PlayBook 2.0 enhancements we noticed
Email: When the PlayBook shipped in April 2011, it was missing one of the features that made BlackBerry phones famous in the first place: a great, fast native email app. The new email client in the PlayBook looks a lot like the email apps on BlackBerry smartphones (surprise), but the takes advantage of the PlayBook’s 7-inch screen size, displaying emails in multiple columns when in horizontal orientation. RIM has also included some advanced controls, allowing you to easily customize your text with bolding, italicizing, bullet points, different fonts, and a range of font sizes, among other things. A predictive text feature is also nice, allowing you to almost write sentences without any typing at all. Gmail and other Webmail accounts can be integrated.
Contacts: I didn’t toy around with this much, but this address book app lets you view your BlackBerry contacts as well as contacts from social networks like Facebook.
Folders and Trays: The slide-up app screen now has a customizable tray for highly used apps. You can customize this. Much like Android 4.0 (Ice Cream Sandwich) you can now make folders of icons as well, which is a nice addition. Other subtle UI upgrades are also present, which make the OS look and feel a little smoother.
Calendar: The new calendar app also does everything you’d expect. It syncs with Gmail, Hotmail, AOL, and Yahoo as well as Microsoft Exchange and other business email types. Week, month, day, and agenda views are available and, like other features like BB contacts, your data can be synced to other BlackBerry devices and backs up to the cloud. The monthly view also increases the size of the days of the month that have more activities scheduled, allowing you to visually see what days are hectic without having to enter the agenda view.
Android apps: We can’t verify this because there wasn’t a demonstration of it available on any of the PlayBooks we saw, but limited Android support will also be present, allowing hardcore users to side load Android apps. RIM representatives said that the company is working with popular Android app makers to bring some top apps to the BlackBerry App World (RIM’s own app store), but no specifics were provided. Until we hear more about this feature, we can’t say if it will improve the PlayBook experience.

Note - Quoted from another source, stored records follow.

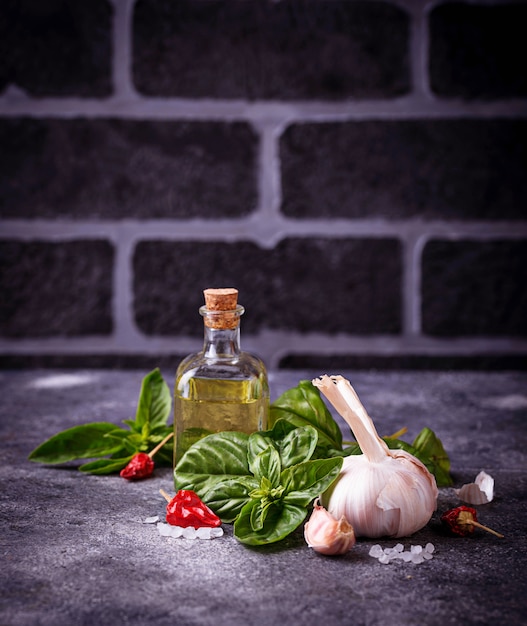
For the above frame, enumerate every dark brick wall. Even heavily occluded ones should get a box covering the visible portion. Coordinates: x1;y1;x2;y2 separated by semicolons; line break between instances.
0;0;527;371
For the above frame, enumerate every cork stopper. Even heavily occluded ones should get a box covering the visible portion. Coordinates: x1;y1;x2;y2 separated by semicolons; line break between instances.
200;287;243;329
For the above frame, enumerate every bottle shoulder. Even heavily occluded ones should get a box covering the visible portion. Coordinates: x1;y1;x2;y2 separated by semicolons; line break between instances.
176;352;267;382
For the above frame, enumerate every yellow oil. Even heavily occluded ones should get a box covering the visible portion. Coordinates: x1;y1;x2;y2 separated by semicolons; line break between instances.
174;377;269;463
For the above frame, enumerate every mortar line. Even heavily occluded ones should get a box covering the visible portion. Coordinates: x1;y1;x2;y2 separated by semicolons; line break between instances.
0;217;527;241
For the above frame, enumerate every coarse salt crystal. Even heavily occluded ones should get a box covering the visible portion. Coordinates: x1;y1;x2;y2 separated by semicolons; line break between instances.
196;526;212;539
369;543;384;559
181;526;196;539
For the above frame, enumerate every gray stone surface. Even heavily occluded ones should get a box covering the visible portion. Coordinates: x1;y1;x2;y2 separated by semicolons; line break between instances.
0;370;527;626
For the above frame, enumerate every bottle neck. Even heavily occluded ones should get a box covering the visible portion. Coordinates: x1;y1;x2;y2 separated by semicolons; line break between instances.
199;305;244;359
203;326;241;359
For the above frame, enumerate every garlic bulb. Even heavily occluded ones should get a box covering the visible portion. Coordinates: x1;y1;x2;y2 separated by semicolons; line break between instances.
304;500;355;555
312;376;438;538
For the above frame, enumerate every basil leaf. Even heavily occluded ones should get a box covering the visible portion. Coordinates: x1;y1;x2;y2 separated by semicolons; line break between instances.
247;431;274;466
79;454;134;475
270;380;342;456
234;499;307;546
249;419;318;473
250;500;274;531
202;476;258;523
174;431;250;499
249;442;282;487
280;450;344;506
28;422;127;463
279;426;318;468
133;368;172;437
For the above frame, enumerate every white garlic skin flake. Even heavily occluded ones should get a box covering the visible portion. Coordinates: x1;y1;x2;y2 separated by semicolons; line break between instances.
313;376;438;538
304;501;355;556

Other upgrades: A new Print to Go app, new business features, a video store, and “enhanced” Web browsing are all present.

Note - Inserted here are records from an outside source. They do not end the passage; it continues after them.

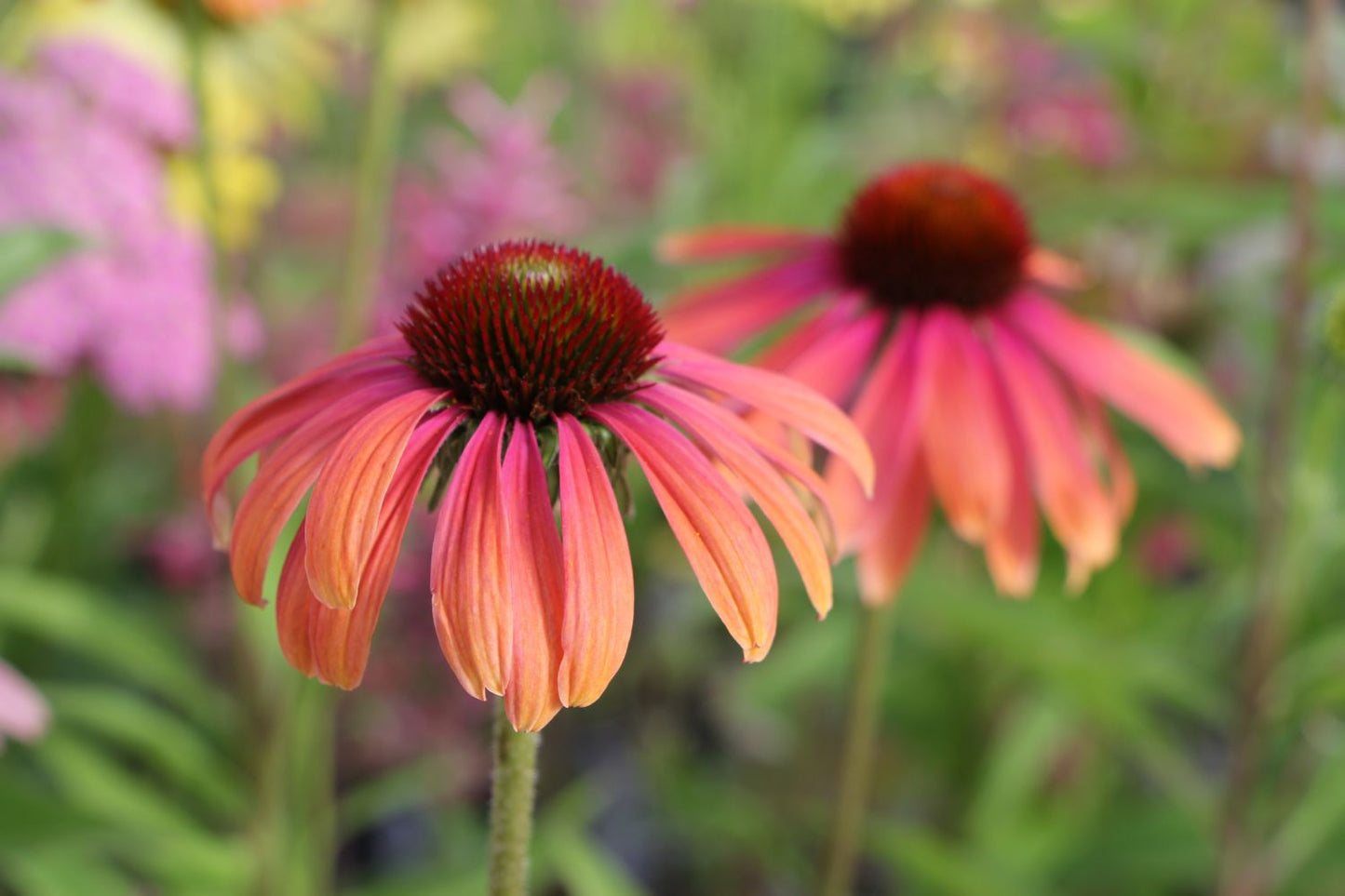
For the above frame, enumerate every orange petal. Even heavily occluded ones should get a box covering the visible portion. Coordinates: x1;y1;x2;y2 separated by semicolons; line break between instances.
430;413;514;700
986;387;1041;597
307;410;463;690
556;414;635;706
229;381;405;606
663;249;840;351
200;336;414;548
856;456;929;607
1003;293;1242;467
826;314;922;552
589;402;779;662
920;308;1013;543
658;341;874;491
306;389;447;609
501;421;565;730
640;383;831;619
656;226;831;263
991;323;1119;567
276;523;321;676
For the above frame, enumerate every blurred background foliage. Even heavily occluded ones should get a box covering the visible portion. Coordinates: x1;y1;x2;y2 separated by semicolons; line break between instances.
0;0;1345;896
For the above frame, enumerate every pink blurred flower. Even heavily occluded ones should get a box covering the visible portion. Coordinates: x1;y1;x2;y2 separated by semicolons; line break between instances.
0;375;66;464
386;78;585;313
1000;33;1128;168
0;42;232;411
0;661;51;749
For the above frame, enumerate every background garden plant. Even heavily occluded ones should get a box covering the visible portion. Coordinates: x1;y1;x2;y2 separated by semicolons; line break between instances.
0;0;1345;896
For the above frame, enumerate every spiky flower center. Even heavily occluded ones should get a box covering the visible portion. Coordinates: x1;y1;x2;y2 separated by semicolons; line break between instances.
398;241;663;421
840;163;1031;311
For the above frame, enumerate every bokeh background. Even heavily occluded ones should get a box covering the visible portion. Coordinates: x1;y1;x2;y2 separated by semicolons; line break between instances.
0;0;1345;896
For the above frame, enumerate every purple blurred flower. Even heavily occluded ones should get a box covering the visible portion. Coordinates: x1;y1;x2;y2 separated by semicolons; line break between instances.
387;78;586;314
0;661;51;749
0;42;236;411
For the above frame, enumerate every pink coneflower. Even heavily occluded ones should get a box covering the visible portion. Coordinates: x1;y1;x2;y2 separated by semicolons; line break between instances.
663;163;1240;603
202;242;871;729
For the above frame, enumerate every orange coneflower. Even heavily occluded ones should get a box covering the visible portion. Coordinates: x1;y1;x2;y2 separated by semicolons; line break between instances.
202;236;871;729
663;163;1242;603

Overall, the new software really improves the PlayBook experience. If the tablet would have launched with this software back in April, it might have made more of an impact, but as it stands, the device hasn’t been selling well, and probably won’t sell well. If RIM truly wants to pursue the tablet market, it needs to make Android app support a priority (it’s app selection is meager) and release a new device that doesn’t carry the PlayBook name. Even that may not be enough, but for owners of the PlayBook, this upgrade will finally make your tablet a more worthwhile investment.